First, Phebus (Phoebus Apollo) is presented as a “mooste lusty bachiler” (107). In the groundwork for the tale (105-147), we hear that among his credentials as the archer god, “He slow Phitoun [Python], the serpent, as he lay / Slepynge agayn the sonne upon a day; And many another noble worthy dede” (109-110). And he has musical skills. His bird, a crow, is white and can “countrefete the speche of every man” (134). The only potential problem is that Phebus is very jealous concerning his wife.
A good wyf, that is clene of werk and thoght,
Sholde nat been kept in noon awayt, certayn;
And trewely the labour is in vayn
To kepe a shrewe, for it wole nat bee.
This holde I for a verray nycetee,
To spille labour for to kepe wyves:
Thus writen olde clerkes in hir lyves.
(148-154)The structure of the tale balances narration and amplification (or padding), and after returning ostensibly to the story for a few lines (155-162), the Manciple gives a long diatribe, or exempla, on the treatment and behavior of caged birds, spoiled cats, and she-wolves. He then oddly insists he offers these examples as illustrations of a point about untrue men, not women (187-188).
The Manciple returns to the story for a few more lines (196-204), informing us that Phebus’ wife did have a low-class lover. Then another long diatribe sparked by his reconsidered use of the term “lemman” (204-205). “The word moot cosyn be to the werkyng” (210), and high social status only euphemizes base behavior. A glorious tyrant is just a thief with Ceremony. And back to the tale (237).
Phebus’ wife has her dalliance with her lover and the bird is a silent voyeur. When Phebus comes home (after a long day at work chasing Daphne?) the crow sings, “Cokkow! Cokkow!” (243). When asked to explain, the bird is quite articulate about Phebus’ “blered … ye [blind eye]” (252), “For on thy bed thy wyf I saugh hym swyve” (255). In ire, Phebus draws his bow and kills his wife, after which he breaks his musical and archery instruments. Mourning his dead wife, he then turns on the crow, calling him “Traitour” (271) and “O false theef!” (292). “I wol thee quite anon thy false tale” (293) by turning the crow’s pleasant song into a squawk and its white feathers black; henceforth the crow will be shunned by human society. Phebus plucks the bird and chucks it outside.

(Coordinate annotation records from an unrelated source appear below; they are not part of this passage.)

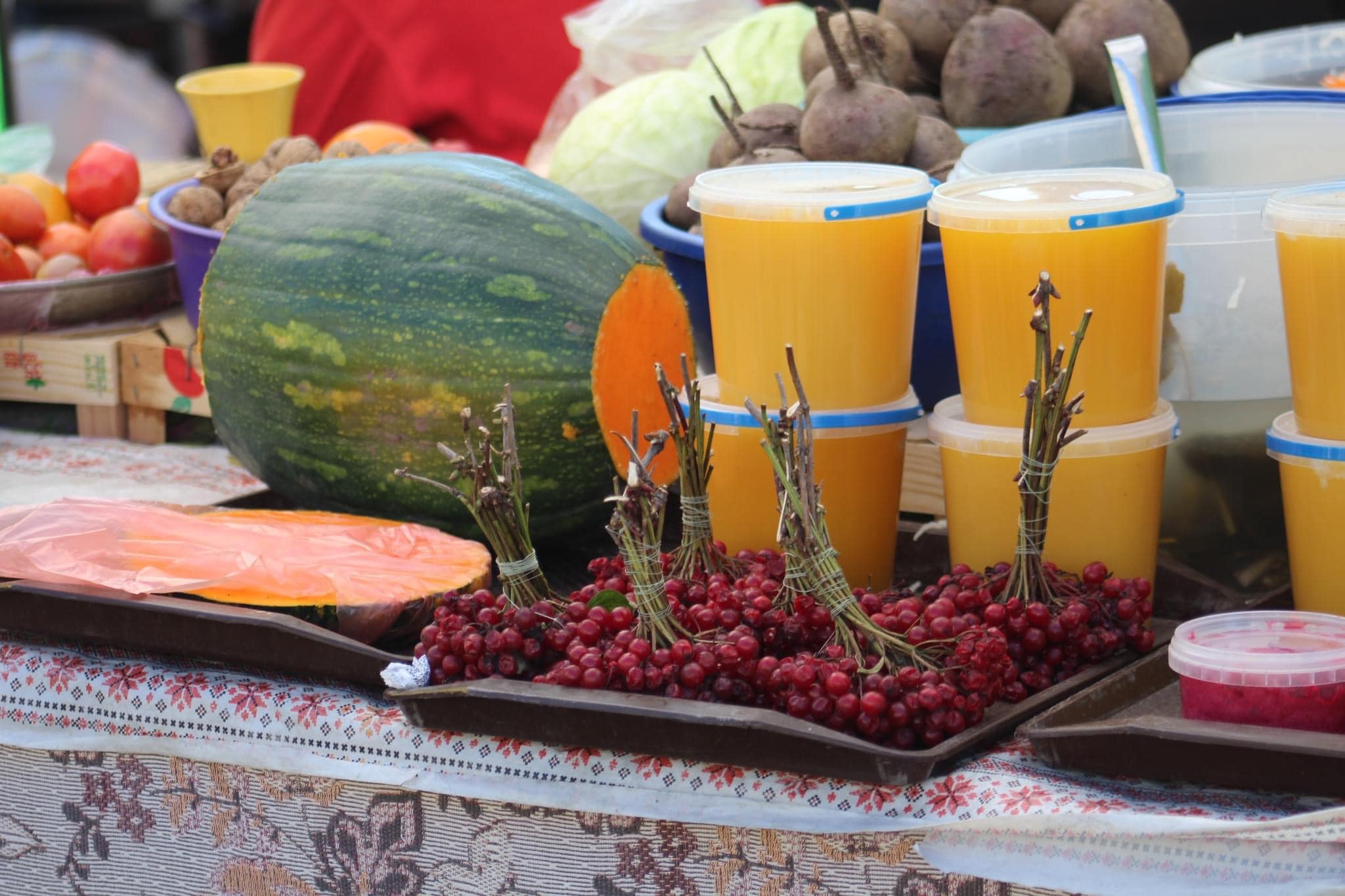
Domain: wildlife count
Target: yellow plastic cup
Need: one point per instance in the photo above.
(824, 255)
(1102, 234)
(1106, 495)
(245, 106)
(1312, 480)
(858, 456)
(1309, 226)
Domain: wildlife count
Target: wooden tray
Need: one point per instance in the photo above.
(715, 733)
(197, 629)
(1130, 725)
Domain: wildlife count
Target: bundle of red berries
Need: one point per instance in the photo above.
(757, 647)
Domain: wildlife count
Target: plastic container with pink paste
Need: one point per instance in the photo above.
(1277, 668)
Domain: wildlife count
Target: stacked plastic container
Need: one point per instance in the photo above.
(1102, 236)
(824, 257)
(1309, 442)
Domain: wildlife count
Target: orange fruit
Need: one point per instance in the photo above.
(376, 135)
(64, 238)
(49, 195)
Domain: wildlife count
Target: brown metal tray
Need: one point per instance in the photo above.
(1130, 725)
(182, 626)
(715, 733)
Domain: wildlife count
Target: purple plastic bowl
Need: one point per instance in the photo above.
(192, 247)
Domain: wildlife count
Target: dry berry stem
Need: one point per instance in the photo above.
(495, 500)
(693, 440)
(803, 530)
(1047, 418)
(636, 527)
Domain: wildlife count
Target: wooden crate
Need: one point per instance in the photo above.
(160, 371)
(79, 366)
(921, 479)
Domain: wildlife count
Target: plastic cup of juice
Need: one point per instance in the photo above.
(1106, 495)
(858, 456)
(821, 255)
(1309, 226)
(1312, 484)
(1102, 236)
(1275, 668)
(244, 106)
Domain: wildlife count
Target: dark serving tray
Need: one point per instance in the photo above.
(713, 733)
(183, 626)
(1132, 725)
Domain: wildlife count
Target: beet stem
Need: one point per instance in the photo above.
(728, 88)
(845, 78)
(730, 125)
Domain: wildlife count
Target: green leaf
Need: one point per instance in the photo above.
(609, 599)
(26, 148)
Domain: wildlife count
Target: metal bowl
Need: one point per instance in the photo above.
(38, 305)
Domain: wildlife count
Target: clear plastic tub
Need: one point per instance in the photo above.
(1309, 224)
(822, 255)
(1282, 60)
(1277, 668)
(1106, 495)
(1102, 236)
(1224, 366)
(1312, 476)
(858, 457)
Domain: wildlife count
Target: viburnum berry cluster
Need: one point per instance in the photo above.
(780, 629)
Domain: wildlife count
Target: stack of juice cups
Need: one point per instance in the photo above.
(822, 257)
(858, 458)
(1102, 236)
(1309, 442)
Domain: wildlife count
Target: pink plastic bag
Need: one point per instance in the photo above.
(260, 558)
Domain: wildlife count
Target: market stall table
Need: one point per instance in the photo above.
(121, 766)
(188, 777)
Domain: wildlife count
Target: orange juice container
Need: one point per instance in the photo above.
(822, 255)
(858, 456)
(1312, 480)
(1309, 226)
(1102, 234)
(1106, 494)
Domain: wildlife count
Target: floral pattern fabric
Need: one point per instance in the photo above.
(35, 469)
(93, 822)
(257, 766)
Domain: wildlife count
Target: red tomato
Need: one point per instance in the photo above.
(22, 217)
(11, 263)
(127, 238)
(102, 179)
(182, 375)
(62, 238)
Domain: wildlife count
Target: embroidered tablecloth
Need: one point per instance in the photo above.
(45, 468)
(1002, 815)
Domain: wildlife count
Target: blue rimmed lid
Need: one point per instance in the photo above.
(1055, 200)
(899, 413)
(1317, 210)
(1286, 444)
(810, 191)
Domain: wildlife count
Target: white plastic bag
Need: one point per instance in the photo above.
(621, 39)
(87, 88)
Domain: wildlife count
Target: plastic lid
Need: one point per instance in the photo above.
(810, 191)
(1317, 210)
(1055, 200)
(948, 427)
(1287, 445)
(899, 413)
(1261, 649)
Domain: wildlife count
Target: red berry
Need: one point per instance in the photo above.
(838, 684)
(693, 675)
(873, 703)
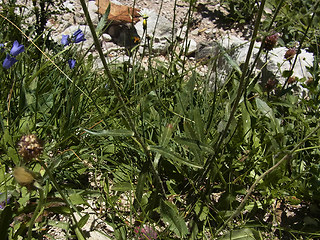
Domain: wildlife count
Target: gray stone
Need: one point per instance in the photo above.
(190, 45)
(159, 29)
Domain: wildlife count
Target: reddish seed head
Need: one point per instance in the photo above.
(271, 41)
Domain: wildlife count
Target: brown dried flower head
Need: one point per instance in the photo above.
(24, 177)
(290, 53)
(30, 147)
(271, 41)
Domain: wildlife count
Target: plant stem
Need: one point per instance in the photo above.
(127, 116)
(70, 205)
(35, 213)
(242, 86)
(286, 157)
(300, 45)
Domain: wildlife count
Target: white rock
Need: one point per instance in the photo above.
(237, 49)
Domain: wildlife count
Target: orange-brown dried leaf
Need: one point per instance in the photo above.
(119, 14)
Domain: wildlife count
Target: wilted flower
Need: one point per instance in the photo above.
(24, 177)
(30, 147)
(271, 41)
(271, 84)
(72, 63)
(290, 53)
(9, 61)
(16, 48)
(78, 36)
(65, 40)
(1, 47)
(145, 233)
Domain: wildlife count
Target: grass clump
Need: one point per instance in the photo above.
(156, 151)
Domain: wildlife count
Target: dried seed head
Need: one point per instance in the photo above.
(24, 177)
(30, 147)
(290, 53)
(271, 41)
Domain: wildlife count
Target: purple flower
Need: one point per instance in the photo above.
(65, 40)
(78, 36)
(16, 48)
(72, 63)
(9, 61)
(4, 203)
(145, 233)
(77, 32)
(1, 47)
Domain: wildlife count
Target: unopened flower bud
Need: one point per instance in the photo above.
(30, 147)
(24, 177)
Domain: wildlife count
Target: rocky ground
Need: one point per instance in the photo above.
(207, 29)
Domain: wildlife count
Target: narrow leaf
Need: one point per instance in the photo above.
(83, 220)
(241, 234)
(194, 144)
(173, 156)
(114, 133)
(103, 21)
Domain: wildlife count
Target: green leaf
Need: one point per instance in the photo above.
(122, 186)
(83, 220)
(169, 213)
(114, 133)
(233, 63)
(287, 73)
(103, 21)
(264, 108)
(246, 122)
(5, 220)
(173, 156)
(59, 224)
(241, 234)
(194, 144)
(77, 199)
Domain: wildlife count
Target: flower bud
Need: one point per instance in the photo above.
(271, 41)
(290, 53)
(30, 147)
(24, 177)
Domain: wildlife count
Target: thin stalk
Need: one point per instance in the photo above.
(262, 176)
(70, 205)
(268, 29)
(35, 213)
(127, 116)
(241, 88)
(300, 45)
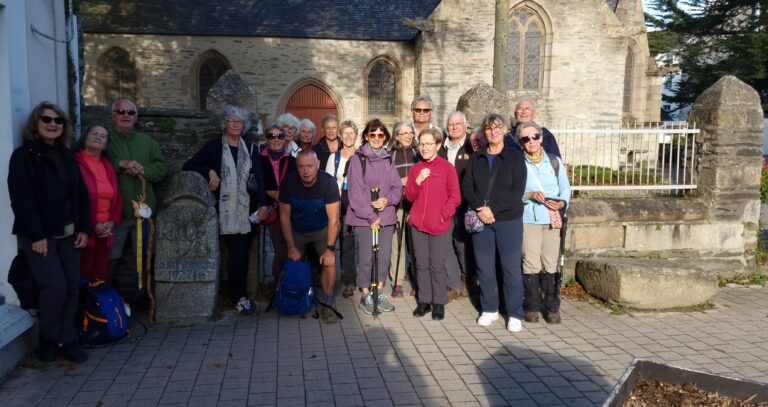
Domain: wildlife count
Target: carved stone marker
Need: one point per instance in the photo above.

Lordynges, by this ensample I yow preye,
Beth war, and taketh kep what that ye seye:
Ne telleth nevere no man in youre lyf
How that another man hath dight his wyf;
He wol yow haten mortally, certeyn.
(309-313)What follows is what the Manciple’s mother done told him: “My sone, thenk on the crowe” (318). The enormous “my son” harangue amounts to gnomic verse, biblical proverbs, and folk wisdom, supposedly in mockery of Gower’s Confessio Amantis, all repeating the moral: Shut up! The trickster tricked is any tale-teller, whether he tells truth or not. “Kepe wel thy tonge and thenk upon the crowe” (362). How bizarre for the penultimate “tale.”
Context:
The last tales capture earlier themes and collapse the structure. The vanity of earthly pursuits, the mutibility of human deeds, the uselessness of striving, the corruptness of human nature — all these are presented again but through a new point of view, one largely influenced perhaps by our realization that the pilgrimage is about to end. After this tale whose point, driven home repeatedly, amounts to “Shut up,” we have left only a penitential tract and a complete retraction.